Friday, May 28, 2010

Between worlds: Tarifa

Tarifa.

A couple of times this week my friend, an older Italian guy, asked me out of the blue:

-'How do you get to the other side?' and
-'How do you go to the other world when there is giant wall before you and you can't go around it?'

I lift an eyebrow and give him questions as answers. Some of a philosophical nature:

-'What if I don't even want to get to the other side?'
-'What's will I find there?

Some of a more practical nature.

-'Are there airplanes?'.

He sighs.'The holandesa and her questions', he says out loud, and waits till I play along...which I don't. So finally he says:

-'You make a hole.'

I nod, but I still don't know if I'd want to get to the other side. Or what we are talking about for that matter.

This friend, El Nonno, played Maria Jimenez and Sabina the whole week, and I met many people, as usual, some I might see again, most probably not.
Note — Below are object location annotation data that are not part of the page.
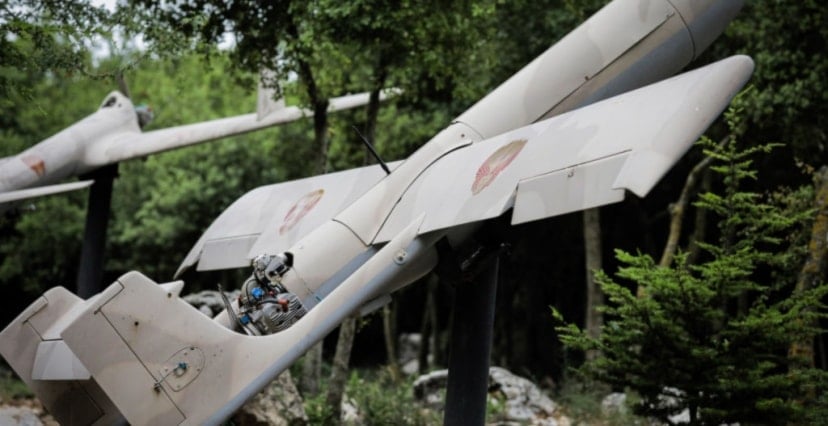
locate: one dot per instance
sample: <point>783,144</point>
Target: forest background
<point>58,60</point>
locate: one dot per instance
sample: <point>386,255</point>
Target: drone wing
<point>272,213</point>
<point>128,145</point>
<point>22,194</point>
<point>585,158</point>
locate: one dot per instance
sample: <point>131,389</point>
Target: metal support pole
<point>90,272</point>
<point>471,346</point>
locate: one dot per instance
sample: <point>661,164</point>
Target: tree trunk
<point>339,371</point>
<point>428,327</point>
<point>699,225</point>
<point>814,270</point>
<point>595,298</point>
<point>389,329</point>
<point>677,210</point>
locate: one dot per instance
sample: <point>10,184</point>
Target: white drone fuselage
<point>576,128</point>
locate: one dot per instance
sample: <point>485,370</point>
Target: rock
<point>614,403</point>
<point>523,402</point>
<point>19,416</point>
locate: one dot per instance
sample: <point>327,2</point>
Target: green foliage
<point>378,400</point>
<point>715,335</point>
<point>787,40</point>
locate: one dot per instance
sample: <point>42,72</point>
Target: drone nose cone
<point>706,19</point>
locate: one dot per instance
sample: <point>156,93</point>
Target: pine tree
<point>712,338</point>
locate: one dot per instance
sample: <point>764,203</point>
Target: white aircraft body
<point>574,129</point>
<point>113,134</point>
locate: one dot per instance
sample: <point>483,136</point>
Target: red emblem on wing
<point>496,163</point>
<point>35,163</point>
<point>299,209</point>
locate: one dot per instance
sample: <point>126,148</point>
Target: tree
<point>688,338</point>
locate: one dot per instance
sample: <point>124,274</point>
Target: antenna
<point>373,151</point>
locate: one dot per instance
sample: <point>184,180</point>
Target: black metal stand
<point>90,273</point>
<point>471,346</point>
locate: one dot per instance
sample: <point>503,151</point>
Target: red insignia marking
<point>496,163</point>
<point>35,163</point>
<point>299,209</point>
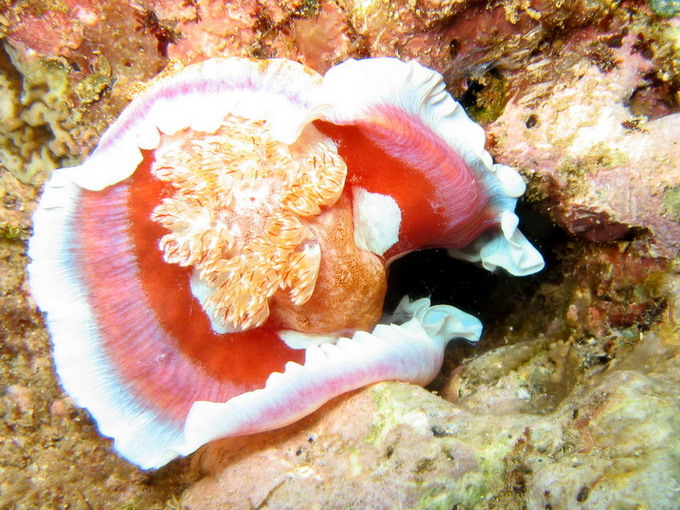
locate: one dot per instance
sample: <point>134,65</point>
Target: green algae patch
<point>392,409</point>
<point>671,202</point>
I had lunch with them, laughed and talked. When alone, I read books. I had found two random books, The Book of Lost Things, a fantasy book by a John Conolly, and Sputnik Sweetheart, by Murakami.

While I was finishing the second one, I realized that they were both about other worlds, about the world of Dreams (which is somewhere between Poetry and Non-existence) and the world of the Real. About crossing the line.

The fantasy book (a genre I generally don't pick) was about an unhappy little boy who found an escape to his tedious life, an entrance to a magic wood. There his nightmares and dreams came alive and his strength was tested in a long journey to the palace of the King. It was quite captivating. Finally he finds his way back home. It seems as everything is still the same, but he sees his life in a new light. He is happier, because he changed.

In Sputnik Sweetheart the characters live on the border between Reality and Dream, looking for a house with a light on, a shelter.

Being taken in, and being held.

I read:
-"The answer is dreams. Dreaming on and on. Entering the world of dreams and never coming out. Living in dreams for the rest of time...In dreams you don't need to make any distinctions between things. Not at all. Boundaries don't exist. So in dreams there are hardly ever collisions. Even if there are, they don't hurt. Reality is different. Reality bites. Reality, reality."

But you can't stay for ever on the other side. There is a wall and a price to be paid. It turns out that the true collision is between dream and reality. Maybe the wall is there for a reason. In going through it over and over again, you lose little items. The end of a memory, a sense of time. And you end up in millions of pieces, scattered like stars seen from an orbiting rocket.

Upon coming home to Madrid, I felt that way, confused. When traveling, the different worlds make less sense. Where was my home? Where should I go next?
'It's hard to tell the difference between sea and sky, between voyager and sea. Between reality and the workings of the heart.' -resounded in my head.

I failed to explain this sensation to a good friend. He said: maybe you should ask yourself why you leave and travel to so many places?

I sighed.

When traveling, did I cross the wall?
Was I always crossing the wall?
Or did I just hit my head over and over again?
Maybe the real question is why one keeps arriving at a wall in the first place.

I thought again about the answer that my friend had given me. A hole. You make a hole. Like a secret entrance that's always there, but you know how to find, and you can choose when to come and go.

Traveling and Dreaming weaken the wall, make it crumble, create holes between worlds through which the air can flow and take parts of phrases, answers to questions, from one world to another. Creating a hazy confusing border.
But it's not enough.

They don't make the wall disappear. To make that happen, thát is the real journey. After which everything is the same, but you'll see it in a new light. You will have changed. It's learning to live in the universe that is called the present. To be fully present wherever you are. It requires an acceptance of your surroundings and the cultivation of your inner world.
As Murakami conluded:

"...most important thing about life is that people let themselves be absorbed into things. As long as you do that there won't be any problems. It's like when you're in the forest, you become a seamless part of it. When you're in the rain, you're a part of the rain. When you're in the morning, you're a seamless part of the morning. When you're with me, then, you're a seamless part of me."

And, my god, it is a long, long journey.